Educación
Señores clientes
Se llama «clientización» y se da en todos los países desarrollados del planeta. En España, que es lo que mí me preocupa, avanza a pasos agigantados y está adquiriendo tintes de epidemia. No sé si se han dado cuenta, pero hemos dejado de ser ciudadanos, hijos, padres o alumnos para convertirnos en clientes.
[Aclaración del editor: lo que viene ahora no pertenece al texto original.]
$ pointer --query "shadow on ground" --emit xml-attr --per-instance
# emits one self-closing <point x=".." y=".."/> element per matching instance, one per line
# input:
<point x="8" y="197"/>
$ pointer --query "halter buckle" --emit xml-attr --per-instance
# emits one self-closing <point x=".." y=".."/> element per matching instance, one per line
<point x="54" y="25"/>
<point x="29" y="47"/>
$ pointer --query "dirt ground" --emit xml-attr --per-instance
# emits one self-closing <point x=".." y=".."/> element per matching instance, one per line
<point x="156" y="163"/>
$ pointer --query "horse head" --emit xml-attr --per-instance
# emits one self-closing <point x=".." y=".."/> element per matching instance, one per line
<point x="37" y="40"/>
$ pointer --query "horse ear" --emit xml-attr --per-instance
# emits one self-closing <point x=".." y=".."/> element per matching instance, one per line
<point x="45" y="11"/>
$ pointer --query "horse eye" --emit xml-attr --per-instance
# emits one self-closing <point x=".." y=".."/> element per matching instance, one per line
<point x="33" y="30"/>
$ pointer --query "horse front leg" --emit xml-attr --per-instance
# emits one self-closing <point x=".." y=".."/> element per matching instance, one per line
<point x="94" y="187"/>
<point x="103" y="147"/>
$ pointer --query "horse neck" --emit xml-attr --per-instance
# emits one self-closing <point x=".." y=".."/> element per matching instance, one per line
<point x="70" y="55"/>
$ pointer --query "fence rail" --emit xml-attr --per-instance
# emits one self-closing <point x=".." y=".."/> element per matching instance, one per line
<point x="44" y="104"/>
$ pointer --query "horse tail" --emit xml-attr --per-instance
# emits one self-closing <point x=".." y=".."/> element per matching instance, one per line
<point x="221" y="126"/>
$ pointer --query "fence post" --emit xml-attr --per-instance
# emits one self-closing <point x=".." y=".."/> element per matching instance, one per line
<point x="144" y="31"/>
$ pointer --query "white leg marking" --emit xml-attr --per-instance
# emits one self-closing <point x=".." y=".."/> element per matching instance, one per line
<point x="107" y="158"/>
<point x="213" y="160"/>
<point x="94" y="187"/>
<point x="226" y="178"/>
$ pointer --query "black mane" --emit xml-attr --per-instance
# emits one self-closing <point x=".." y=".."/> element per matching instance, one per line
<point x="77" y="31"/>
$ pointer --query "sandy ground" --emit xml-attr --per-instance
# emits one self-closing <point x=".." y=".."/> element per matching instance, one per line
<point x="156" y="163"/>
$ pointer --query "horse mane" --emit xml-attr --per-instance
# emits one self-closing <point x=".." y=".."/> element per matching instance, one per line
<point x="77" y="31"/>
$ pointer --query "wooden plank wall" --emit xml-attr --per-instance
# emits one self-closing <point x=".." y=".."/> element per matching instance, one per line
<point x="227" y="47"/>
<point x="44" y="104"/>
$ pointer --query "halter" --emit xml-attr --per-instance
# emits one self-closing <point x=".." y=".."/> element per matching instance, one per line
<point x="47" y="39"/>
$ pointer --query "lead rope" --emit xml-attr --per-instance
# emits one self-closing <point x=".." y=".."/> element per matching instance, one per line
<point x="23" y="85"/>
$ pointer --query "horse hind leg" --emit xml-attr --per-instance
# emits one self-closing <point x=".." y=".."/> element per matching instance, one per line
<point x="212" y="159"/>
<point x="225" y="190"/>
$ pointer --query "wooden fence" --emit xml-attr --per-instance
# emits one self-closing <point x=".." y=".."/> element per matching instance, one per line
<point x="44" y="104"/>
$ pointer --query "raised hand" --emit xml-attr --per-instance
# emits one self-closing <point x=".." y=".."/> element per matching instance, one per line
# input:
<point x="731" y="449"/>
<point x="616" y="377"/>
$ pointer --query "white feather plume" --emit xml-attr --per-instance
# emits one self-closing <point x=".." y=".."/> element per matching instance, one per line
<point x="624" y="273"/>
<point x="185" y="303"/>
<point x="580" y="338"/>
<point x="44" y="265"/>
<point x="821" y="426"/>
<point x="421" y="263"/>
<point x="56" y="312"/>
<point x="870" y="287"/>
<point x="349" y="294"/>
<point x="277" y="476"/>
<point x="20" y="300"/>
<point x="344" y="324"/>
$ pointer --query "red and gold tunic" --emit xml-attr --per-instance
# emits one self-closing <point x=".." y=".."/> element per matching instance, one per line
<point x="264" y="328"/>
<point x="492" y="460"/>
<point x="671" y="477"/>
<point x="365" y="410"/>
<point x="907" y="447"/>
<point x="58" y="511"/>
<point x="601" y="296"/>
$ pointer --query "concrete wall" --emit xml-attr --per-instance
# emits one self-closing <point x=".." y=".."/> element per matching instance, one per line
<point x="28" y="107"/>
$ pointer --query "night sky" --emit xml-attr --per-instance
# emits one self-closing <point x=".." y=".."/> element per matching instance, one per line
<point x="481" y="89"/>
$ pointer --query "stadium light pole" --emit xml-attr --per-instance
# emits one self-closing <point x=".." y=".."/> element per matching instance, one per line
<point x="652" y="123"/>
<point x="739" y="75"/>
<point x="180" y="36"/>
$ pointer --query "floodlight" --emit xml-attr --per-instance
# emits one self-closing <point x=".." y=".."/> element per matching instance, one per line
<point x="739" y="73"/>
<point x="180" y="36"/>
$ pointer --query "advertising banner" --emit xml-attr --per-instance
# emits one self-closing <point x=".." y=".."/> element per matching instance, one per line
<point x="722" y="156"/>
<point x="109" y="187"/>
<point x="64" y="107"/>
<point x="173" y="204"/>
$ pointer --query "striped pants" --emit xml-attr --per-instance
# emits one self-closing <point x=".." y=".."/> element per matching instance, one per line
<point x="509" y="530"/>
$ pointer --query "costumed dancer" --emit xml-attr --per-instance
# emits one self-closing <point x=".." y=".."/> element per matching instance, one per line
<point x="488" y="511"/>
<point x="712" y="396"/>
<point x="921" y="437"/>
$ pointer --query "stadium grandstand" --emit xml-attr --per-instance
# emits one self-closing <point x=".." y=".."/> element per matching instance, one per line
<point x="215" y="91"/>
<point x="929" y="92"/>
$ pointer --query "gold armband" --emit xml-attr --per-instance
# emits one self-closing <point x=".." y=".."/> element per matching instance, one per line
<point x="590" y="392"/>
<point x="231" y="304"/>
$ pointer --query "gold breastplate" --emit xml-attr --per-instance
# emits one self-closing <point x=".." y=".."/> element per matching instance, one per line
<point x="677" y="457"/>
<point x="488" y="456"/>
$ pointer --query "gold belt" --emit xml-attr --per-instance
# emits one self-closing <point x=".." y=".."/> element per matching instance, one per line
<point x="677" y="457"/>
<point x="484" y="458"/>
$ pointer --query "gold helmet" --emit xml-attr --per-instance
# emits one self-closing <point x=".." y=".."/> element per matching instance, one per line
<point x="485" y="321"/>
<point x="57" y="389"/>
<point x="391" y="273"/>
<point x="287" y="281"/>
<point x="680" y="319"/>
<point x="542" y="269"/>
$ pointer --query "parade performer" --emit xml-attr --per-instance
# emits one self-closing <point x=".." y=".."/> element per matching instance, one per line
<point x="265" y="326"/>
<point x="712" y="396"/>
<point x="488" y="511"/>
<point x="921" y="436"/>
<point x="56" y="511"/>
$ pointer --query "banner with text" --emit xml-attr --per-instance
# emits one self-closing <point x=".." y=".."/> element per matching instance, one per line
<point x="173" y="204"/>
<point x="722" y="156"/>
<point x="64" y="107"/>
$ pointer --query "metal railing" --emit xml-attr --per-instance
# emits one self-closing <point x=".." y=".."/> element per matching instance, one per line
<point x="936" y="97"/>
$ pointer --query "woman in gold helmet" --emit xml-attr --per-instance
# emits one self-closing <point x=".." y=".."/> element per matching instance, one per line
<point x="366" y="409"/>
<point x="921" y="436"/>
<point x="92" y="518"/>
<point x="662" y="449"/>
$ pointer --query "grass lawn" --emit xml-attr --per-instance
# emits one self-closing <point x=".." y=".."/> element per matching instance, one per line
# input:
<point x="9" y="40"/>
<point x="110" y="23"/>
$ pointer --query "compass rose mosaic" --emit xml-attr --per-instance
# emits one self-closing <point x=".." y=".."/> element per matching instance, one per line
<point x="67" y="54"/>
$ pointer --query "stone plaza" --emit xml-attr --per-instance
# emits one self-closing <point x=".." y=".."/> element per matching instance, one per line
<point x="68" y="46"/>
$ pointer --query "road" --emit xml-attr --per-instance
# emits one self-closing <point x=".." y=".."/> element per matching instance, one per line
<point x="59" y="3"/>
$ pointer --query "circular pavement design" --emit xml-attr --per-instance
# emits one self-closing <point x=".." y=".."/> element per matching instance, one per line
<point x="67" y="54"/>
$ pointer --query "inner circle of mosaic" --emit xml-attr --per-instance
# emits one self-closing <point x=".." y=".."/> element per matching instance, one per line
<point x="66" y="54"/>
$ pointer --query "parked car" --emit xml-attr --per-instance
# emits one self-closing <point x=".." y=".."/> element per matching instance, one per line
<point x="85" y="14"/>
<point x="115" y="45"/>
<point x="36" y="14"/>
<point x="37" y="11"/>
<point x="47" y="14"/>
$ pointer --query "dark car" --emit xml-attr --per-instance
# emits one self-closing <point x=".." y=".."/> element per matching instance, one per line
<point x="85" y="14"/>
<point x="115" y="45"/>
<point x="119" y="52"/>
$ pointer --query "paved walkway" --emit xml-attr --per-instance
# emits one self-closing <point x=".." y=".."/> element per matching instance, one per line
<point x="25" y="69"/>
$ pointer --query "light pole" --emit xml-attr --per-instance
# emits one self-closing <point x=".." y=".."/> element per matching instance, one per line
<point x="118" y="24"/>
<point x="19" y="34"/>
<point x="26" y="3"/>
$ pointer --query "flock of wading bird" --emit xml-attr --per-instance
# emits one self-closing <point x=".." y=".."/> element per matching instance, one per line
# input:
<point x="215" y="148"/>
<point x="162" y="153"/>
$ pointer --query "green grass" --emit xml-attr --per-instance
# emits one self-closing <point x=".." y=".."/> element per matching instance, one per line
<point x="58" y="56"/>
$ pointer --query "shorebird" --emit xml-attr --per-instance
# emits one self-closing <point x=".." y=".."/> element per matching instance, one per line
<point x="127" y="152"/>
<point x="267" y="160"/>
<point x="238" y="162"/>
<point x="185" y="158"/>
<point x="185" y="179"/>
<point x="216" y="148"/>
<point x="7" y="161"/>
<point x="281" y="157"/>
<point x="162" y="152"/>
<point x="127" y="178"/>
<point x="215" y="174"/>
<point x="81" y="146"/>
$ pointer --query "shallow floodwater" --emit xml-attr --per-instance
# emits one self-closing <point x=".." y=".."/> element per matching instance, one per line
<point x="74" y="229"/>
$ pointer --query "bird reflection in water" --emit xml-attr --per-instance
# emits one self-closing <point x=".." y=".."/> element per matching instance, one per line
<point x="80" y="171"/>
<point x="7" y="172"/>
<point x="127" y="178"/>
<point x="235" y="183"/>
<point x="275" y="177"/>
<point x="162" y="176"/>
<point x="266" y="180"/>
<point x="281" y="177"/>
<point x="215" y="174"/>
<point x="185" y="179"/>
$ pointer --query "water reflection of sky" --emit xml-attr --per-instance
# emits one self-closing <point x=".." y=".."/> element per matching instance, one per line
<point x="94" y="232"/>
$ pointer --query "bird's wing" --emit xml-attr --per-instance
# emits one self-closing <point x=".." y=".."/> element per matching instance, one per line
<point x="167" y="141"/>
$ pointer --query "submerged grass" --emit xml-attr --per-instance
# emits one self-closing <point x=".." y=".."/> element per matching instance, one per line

Antes, el objetivo primordial del colegio era que los chavales aprendieran, se formaran y adquirieran las bases y los conocimientos esenciales para afrontar otras etapas de su vida. Ahora la clave, si el director de turno o cualquiera de los profesores quiere prosperar, seguir cobrando todos los meses y evitarse problemas, es la «satisfacción» de los alumnos. Y naturalmente la de sus progenitores, no vaya a ser que se presenten airados en el centro o monten la de San Quintín, porque hay deberes para casa o uno de los educadores ha tenido la osadía de expulsar de clase o de dejar sin recreo al infractor recalcitrante. No sé si se acuerdan, pero hubo un tiempo no muy lejano en el que la frase «se lo vamos a decir a tus padres», se usaba como instrumento disuasorio con el estudiante bronquista, díscolo o mangante. Ahora es al revés y lo que se utiliza es el «se lo voy a decir a mis padres» para meter en vereda al profesor. Tiene su lógica, porque se ha instaurado en muchos hogares españoles la desquiciada idea de que la familia debe ser también una institución democrática. Al igual que en las aulas, en las casas se impone el colegueo y proliferan los padres que ya no tienen claro su papel, sus deberes o funciones. Como aumentan los jueces, fiscales y legisladores en esa línea de pensamiento, a este paso, no sólo acabarás en el banquillo si osas quitarle a tus hijos el teléfono móvil, porque se pasan las horas colgados de Instagram y no pegan palo al agua, sino que será preceptivo decidir en votación desde el menú de la cena al destino para las vacaciones. Es el signo de los tiempos. Ya no hay ciudadanos en sentido estricto: somos todos clientes. Y como un principio básico del marketing es que el cliente tiene siempre razón, la permanente obsesión de los políticos es que la gente esté satisfecha y no se inquiete. En consecuencia, se ocultan los problemas, se omite el verdadero coste de las soluciones y se dora la píldora al público. Da igual que el personal esté equivocado o sea más miope que un gato de escayola. El votante, como el cliente, siempre tiene razón.